What EIP-1559 means for Ethereum and can it actually make it deflationary?
If you are an owner of ETH or any Ethereum based project you most likely have heard something about the upcoming “EIP-1559”, otherwise known as Ethereum Improvement Proposal 1559. The majority of EIP’s mainly focus on technical improvements to Ethereum and are not widely discussed outside of the core Ethereum developer community. However, the changes proposed in 1559 could present major implications for the Ethereum monetary network and Ethereum based projects. EIP-1559 suggests changes to the Ethereum fee model and was proposed back in 2019 by one it’s creators, Vitalik Buterin. To understand the significance of these changes it’s best to recap Ethereum’s current fee model.
Ethereum’s Current Fee Model
The current fee model is based on an auction mechanism known as “first price auction.” In this mechanism, the users looking to have their transaction picked up by a miner and placed in a block must essentially “bid” for it by submitting a gas price that they are willing to pay to have their transaction fulfilled. The miners are incentivised to fulfill the highest price transactions first. This process can be inefficient and usually results in users overpaying for their transactions.
Where EIP-1559 comes in to play
EIP-1559 aims to achieve the following:
- Make transaction fees more predictable
- Reduce the delays in transaction confirmation
- Automate fee bidding system
- Create a positive feedback loop between network activity and the ETH supply
EIP-1559 Fee Model
EIP-1559 first introduces the concept of a base fee which will be the minimum fee to have a transaction included within a block. The base fee can be adjusted to be higher or lower depending on how congested the network is.

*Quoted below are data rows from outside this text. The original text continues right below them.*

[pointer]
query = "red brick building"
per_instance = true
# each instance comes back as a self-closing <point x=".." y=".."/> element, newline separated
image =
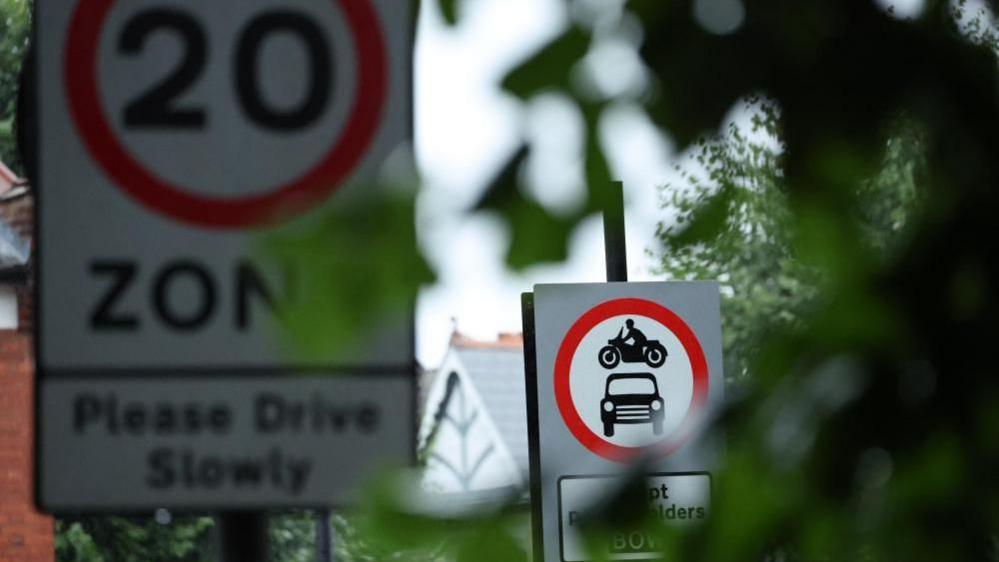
<point x="25" y="535"/>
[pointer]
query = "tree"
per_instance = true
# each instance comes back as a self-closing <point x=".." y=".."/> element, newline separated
<point x="15" y="35"/>
<point x="766" y="287"/>
<point x="121" y="539"/>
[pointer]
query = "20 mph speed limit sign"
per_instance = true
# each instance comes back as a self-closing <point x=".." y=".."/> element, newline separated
<point x="175" y="135"/>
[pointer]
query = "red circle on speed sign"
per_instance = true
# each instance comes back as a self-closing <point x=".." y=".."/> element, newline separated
<point x="298" y="196"/>
<point x="664" y="317"/>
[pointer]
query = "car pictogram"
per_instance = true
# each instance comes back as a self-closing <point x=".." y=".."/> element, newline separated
<point x="631" y="398"/>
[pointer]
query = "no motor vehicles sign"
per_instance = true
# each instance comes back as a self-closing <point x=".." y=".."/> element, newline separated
<point x="620" y="372"/>
<point x="173" y="134"/>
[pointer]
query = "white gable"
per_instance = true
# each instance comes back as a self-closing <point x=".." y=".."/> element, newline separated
<point x="460" y="444"/>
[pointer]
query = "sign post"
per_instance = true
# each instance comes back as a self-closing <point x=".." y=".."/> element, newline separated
<point x="172" y="137"/>
<point x="619" y="373"/>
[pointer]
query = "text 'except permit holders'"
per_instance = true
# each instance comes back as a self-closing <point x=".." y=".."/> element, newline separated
<point x="672" y="499"/>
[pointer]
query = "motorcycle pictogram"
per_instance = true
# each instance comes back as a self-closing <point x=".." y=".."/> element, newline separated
<point x="618" y="349"/>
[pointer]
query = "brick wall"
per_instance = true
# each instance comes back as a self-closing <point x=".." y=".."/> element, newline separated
<point x="25" y="535"/>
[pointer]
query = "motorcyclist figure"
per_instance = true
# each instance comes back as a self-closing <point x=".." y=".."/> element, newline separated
<point x="634" y="335"/>
<point x="631" y="346"/>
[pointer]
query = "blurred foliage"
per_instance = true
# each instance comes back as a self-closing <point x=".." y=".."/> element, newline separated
<point x="733" y="224"/>
<point x="331" y="313"/>
<point x="866" y="426"/>
<point x="15" y="31"/>
<point x="292" y="537"/>
<point x="122" y="539"/>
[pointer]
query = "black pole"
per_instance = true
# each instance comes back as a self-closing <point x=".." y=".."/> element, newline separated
<point x="324" y="545"/>
<point x="614" y="242"/>
<point x="244" y="536"/>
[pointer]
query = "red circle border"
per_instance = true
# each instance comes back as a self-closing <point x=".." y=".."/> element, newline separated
<point x="563" y="364"/>
<point x="300" y="195"/>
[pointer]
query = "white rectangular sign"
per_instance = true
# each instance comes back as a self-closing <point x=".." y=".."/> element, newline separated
<point x="176" y="140"/>
<point x="174" y="137"/>
<point x="212" y="442"/>
<point x="617" y="373"/>
<point x="674" y="499"/>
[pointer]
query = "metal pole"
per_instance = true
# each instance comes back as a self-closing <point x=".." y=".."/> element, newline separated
<point x="614" y="242"/>
<point x="244" y="536"/>
<point x="324" y="539"/>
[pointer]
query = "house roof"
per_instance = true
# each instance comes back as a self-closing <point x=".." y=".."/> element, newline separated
<point x="8" y="179"/>
<point x="14" y="252"/>
<point x="497" y="372"/>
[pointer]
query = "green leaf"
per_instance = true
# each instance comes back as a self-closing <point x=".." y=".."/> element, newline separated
<point x="551" y="67"/>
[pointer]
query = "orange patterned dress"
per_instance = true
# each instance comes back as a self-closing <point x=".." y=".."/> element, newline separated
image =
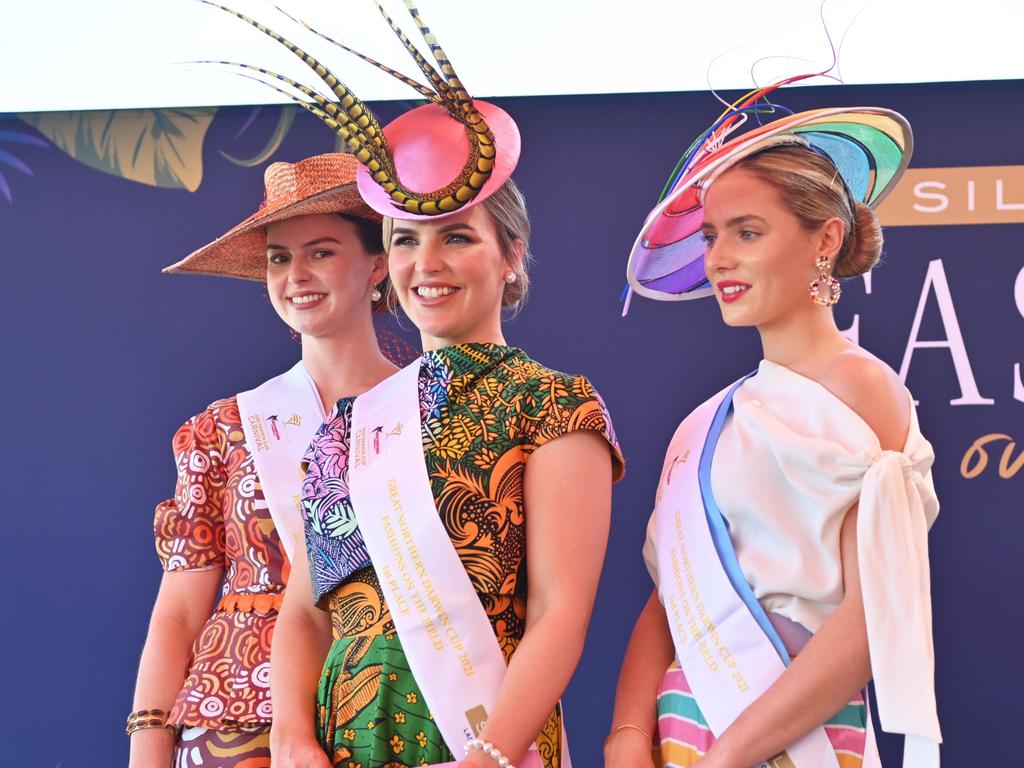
<point x="218" y="518"/>
<point x="484" y="409"/>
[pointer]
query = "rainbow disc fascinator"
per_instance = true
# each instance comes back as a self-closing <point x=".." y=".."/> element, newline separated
<point x="869" y="146"/>
<point x="430" y="162"/>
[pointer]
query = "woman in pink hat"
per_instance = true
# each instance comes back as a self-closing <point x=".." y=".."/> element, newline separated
<point x="788" y="541"/>
<point x="457" y="514"/>
<point x="226" y="537"/>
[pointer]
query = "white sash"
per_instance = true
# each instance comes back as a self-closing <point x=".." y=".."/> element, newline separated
<point x="279" y="419"/>
<point x="726" y="656"/>
<point x="444" y="631"/>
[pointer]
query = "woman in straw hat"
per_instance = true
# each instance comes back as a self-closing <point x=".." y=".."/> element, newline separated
<point x="203" y="691"/>
<point x="449" y="626"/>
<point x="788" y="541"/>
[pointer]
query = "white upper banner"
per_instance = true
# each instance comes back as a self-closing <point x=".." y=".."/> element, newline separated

The proposal also aims to increase the network capacity by doubling the block size from 12.5 million to 25 million. The goal is to achieve equilibrium by raising the base fee when the network capacity is above 50% and lowering it when the base fee is above 50%. Essentially, what the developers aim to do is lessen the volatility of gas fees by substituting in higher volatility in block size. EIP-1559 also introduces a “miner tip”, which would allow users to offer to pay more to have their transaction filled faster.
The big differences in the two models are how miners are compensated. Under the current fee model miners receive both the block reward and the entire gas fee. Under EIP-1559, the miners only receive the block reward and the miner tip. The base fee is, however, is burned.
Base Fee Burning.
The base fee burning has potentially massive implications on the ETH supply, which is why EIP-1559 is heavily discussed among ETH investors. Burning the base fee creates an interesting feedback loop between network activity and the ETH supply. More network activity would mean more ETH burned. This could cause less ETH to be available to be sold on the market by miners, making the existing ETH more valuable. This concept rewards the existing users by making their ETH more scarce instead of over paying miners.
So Can ETH Become Deflationary?
This would be the case when the block reward plus miner tip is less than the base fee burned. It can happen in instances when the network is under constant heavy utilization, similar to the way it has been during the recent DeFi craze.
If EIP-1559 is implemented, ETH will sometimes be deflationary and sometimes be inflationary. However, as DeFi and the Ethereum ecosystem continues to evolve, the instances when ETH is deflationary may outnumber the instances when it is inflationary. This, coupled with the already imposed inflationary cap of 2%, is great news for investors.